Kalaupun negara terdesak untuk memperoleh pemasukan, bukankah ada banyak kebijakan fiskal yang tidak mengorbankan hak atas pangan masyarakat? Misalnya, bukankah pemerintah dapat mengenakan pajak berupa pajak barang impor/tarif impor yang malah akan lebih melindungi produsen pangan skala kecil dalam negeri secara khusus, dan hak atas pangan masyarakat secara umum?
Oleh karena itu, FIAN Indonesia dan KRKP mendesak pemerintah untuk:
Meninjau ulang dan atau membatalkan draf RUU perpajakan yang telah diajukan ke DPR RI karena dapat menghambat terpenuhinya hak atas pangan masyarakat, terutama kelompok rentan. Dan terabaikannya pemenuhan hak atas pangan adalah bentuk pelanggaran hak asasi manusia oleh negara.

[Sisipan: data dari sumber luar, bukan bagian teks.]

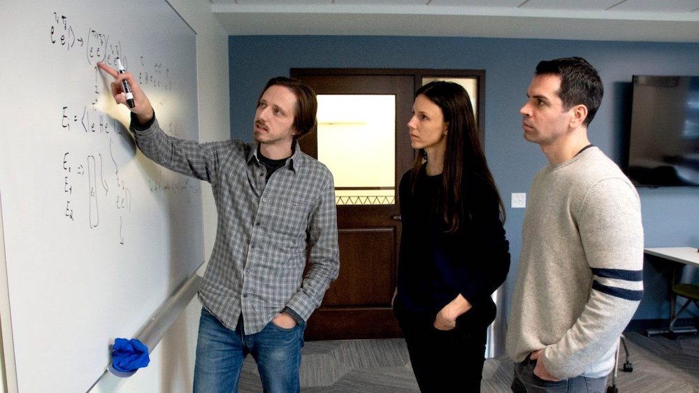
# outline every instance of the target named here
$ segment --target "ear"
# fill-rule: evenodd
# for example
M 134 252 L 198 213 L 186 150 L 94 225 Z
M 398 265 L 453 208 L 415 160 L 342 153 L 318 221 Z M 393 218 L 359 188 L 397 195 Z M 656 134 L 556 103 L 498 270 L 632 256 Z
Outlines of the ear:
M 571 117 L 570 126 L 577 128 L 582 125 L 585 119 L 587 118 L 587 107 L 583 104 L 579 104 L 570 108 Z

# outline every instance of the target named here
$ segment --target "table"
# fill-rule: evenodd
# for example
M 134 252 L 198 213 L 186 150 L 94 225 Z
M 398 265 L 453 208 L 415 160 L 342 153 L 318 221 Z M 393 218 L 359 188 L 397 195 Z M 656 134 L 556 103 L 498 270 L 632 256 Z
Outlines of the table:
M 675 262 L 699 267 L 699 252 L 693 247 L 658 247 L 644 248 L 643 252 Z
M 698 252 L 697 249 L 693 247 L 658 247 L 645 248 L 643 250 L 643 252 L 649 255 L 653 255 L 668 261 L 679 262 L 684 265 L 699 267 L 699 252 Z M 670 283 L 670 287 L 672 287 L 672 286 L 674 285 L 677 280 L 677 270 L 678 269 L 672 269 L 672 280 Z M 675 317 L 675 298 L 676 296 L 674 294 L 672 294 L 670 298 L 670 320 L 671 321 Z M 677 327 L 674 328 L 672 330 L 675 333 L 697 332 L 697 329 L 692 327 L 682 328 Z M 652 336 L 654 334 L 668 333 L 668 329 L 648 329 L 646 331 L 646 334 L 648 336 Z

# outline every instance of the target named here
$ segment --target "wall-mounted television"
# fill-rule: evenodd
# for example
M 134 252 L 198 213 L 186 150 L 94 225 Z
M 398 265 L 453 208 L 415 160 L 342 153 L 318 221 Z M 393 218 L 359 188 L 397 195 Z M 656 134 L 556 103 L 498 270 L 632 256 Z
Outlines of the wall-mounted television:
M 699 186 L 699 76 L 635 75 L 622 167 L 637 186 Z

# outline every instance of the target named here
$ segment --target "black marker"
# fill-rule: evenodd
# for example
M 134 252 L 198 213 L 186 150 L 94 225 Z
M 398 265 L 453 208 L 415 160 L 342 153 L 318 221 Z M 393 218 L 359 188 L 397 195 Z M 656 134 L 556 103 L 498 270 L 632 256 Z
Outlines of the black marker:
M 122 60 L 119 57 L 117 57 L 117 69 L 119 70 L 119 73 L 124 73 L 127 70 L 124 69 L 124 66 L 122 64 Z M 131 92 L 131 86 L 129 85 L 129 83 L 124 79 L 122 80 L 122 85 L 124 86 L 124 94 L 127 96 L 127 102 L 129 103 L 129 108 L 136 107 L 136 103 L 134 103 L 134 94 Z

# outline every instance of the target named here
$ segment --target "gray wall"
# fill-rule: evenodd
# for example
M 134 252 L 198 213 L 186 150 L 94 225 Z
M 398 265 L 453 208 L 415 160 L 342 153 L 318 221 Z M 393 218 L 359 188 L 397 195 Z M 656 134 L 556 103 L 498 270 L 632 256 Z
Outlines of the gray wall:
M 528 192 L 546 160 L 522 138 L 518 110 L 542 59 L 582 56 L 599 71 L 606 92 L 589 136 L 617 163 L 627 120 L 624 108 L 634 74 L 699 75 L 699 44 L 437 37 L 231 36 L 231 136 L 251 139 L 254 109 L 267 80 L 290 68 L 419 68 L 486 71 L 486 154 L 505 203 Z M 406 131 L 406 138 L 407 131 Z M 639 189 L 647 247 L 699 246 L 699 187 Z M 517 276 L 524 209 L 507 208 L 506 229 Z M 686 269 L 695 279 L 699 274 Z M 647 262 L 646 292 L 635 320 L 666 318 L 668 272 Z M 506 308 L 509 308 L 507 297 Z M 699 315 L 693 310 L 695 316 Z

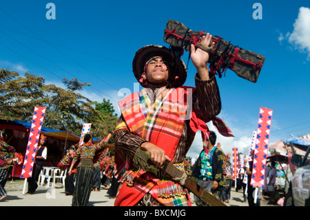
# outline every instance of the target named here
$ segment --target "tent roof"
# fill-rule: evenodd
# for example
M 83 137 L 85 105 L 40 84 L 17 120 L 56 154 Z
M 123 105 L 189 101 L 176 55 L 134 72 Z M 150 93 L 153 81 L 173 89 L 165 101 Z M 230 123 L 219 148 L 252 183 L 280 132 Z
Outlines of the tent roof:
M 19 120 L 14 121 L 5 121 L 0 120 L 1 128 L 7 129 L 14 129 L 19 130 L 26 130 L 27 129 L 31 128 L 31 123 L 22 121 Z M 72 142 L 77 143 L 80 141 L 80 137 L 67 131 L 62 130 L 59 131 L 53 129 L 50 129 L 47 128 L 42 127 L 41 129 L 41 132 L 44 135 L 53 137 L 59 139 L 70 141 Z
M 307 151 L 310 147 L 310 141 L 302 138 L 291 137 L 283 139 L 282 141 L 287 144 L 290 144 L 291 142 L 293 142 L 294 147 L 304 151 Z
M 282 154 L 273 154 L 267 157 L 271 161 L 279 161 L 281 163 L 287 163 L 287 156 Z

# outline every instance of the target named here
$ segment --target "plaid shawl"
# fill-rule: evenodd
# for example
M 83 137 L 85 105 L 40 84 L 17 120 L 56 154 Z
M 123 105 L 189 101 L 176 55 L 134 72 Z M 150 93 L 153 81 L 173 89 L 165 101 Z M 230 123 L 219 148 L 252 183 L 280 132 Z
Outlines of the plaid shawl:
M 118 106 L 130 131 L 163 148 L 165 154 L 173 161 L 182 135 L 186 114 L 189 113 L 187 110 L 191 113 L 189 124 L 194 132 L 198 130 L 203 132 L 202 134 L 209 131 L 205 119 L 200 119 L 204 117 L 197 113 L 196 108 L 194 111 L 187 108 L 189 107 L 187 104 L 192 104 L 188 103 L 188 100 L 191 100 L 189 98 L 192 98 L 191 93 L 195 89 L 191 87 L 167 89 L 158 95 L 155 103 L 153 103 L 152 92 L 144 88 L 120 101 Z M 220 133 L 225 136 L 232 135 L 222 120 L 215 118 L 212 121 Z M 116 150 L 116 154 L 118 153 L 121 152 Z M 125 162 L 126 157 L 122 156 Z M 120 170 L 122 168 L 117 165 L 117 169 Z M 160 180 L 144 170 L 134 172 L 130 170 L 124 174 L 123 179 L 130 181 L 134 179 L 135 183 L 138 183 L 133 186 L 122 184 L 118 192 L 115 206 L 134 206 L 147 192 L 164 206 L 191 206 L 188 195 L 168 199 L 158 197 L 157 183 Z M 173 184 L 176 184 L 176 187 L 180 186 L 175 183 Z
M 172 159 L 182 134 L 187 99 L 192 89 L 166 89 L 153 103 L 152 93 L 144 88 L 120 101 L 118 106 L 132 132 L 163 148 Z
M 157 94 L 153 103 L 152 92 L 144 88 L 122 99 L 118 106 L 132 132 L 163 148 L 165 154 L 173 159 L 182 135 L 187 97 L 192 90 L 192 88 L 187 87 L 165 89 Z M 159 179 L 145 170 L 128 170 L 124 177 L 124 179 L 134 179 L 136 184 L 123 184 L 115 206 L 134 206 L 147 192 L 163 205 L 190 205 L 184 195 L 169 199 L 158 197 Z

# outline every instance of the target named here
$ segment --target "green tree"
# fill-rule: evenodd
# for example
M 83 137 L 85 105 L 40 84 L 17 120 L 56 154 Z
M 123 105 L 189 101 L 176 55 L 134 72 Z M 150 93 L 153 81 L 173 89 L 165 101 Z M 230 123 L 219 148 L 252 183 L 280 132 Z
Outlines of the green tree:
M 113 104 L 110 101 L 110 99 L 105 100 L 105 99 L 103 99 L 103 102 L 101 103 L 96 102 L 95 109 L 105 115 L 116 116 L 116 114 L 114 114 L 115 110 L 113 107 Z
M 45 85 L 45 79 L 41 77 L 29 73 L 25 77 L 8 69 L 0 70 L 1 119 L 31 122 L 34 107 L 44 106 L 44 127 L 68 130 L 79 136 L 83 124 L 91 123 L 93 137 L 103 139 L 108 132 L 113 132 L 117 119 L 105 114 L 114 112 L 112 106 L 105 112 L 99 111 L 94 108 L 96 102 L 77 92 L 85 86 L 90 86 L 90 83 L 65 78 L 63 83 L 66 88 L 63 89 Z M 107 106 L 110 104 L 109 101 L 103 102 Z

Penguatan pendapatan negara tidak bisa dan tidak boleh dilakukan dengan melanggar hak dasar setiap warga negara dan berdasar asas keadilan. Alih-alih menempatkan kelompok rentan pada situasi yang sulit, justru pemerintah perlu memastikan pemasukan pajak lebih besar, terutama dari kelompok mampu.
Mengalihkan usaha menjunjung keadilan ke kebijakan lain yang lebih berfokus pada kedaulatan petani dan pemenuhan hak atas pangan masyarakat, seperti tarif impor, insentif untuk produsen pangan dalam negeri, pemerataan pendapatan, dan pemerataan perlindungan sosial.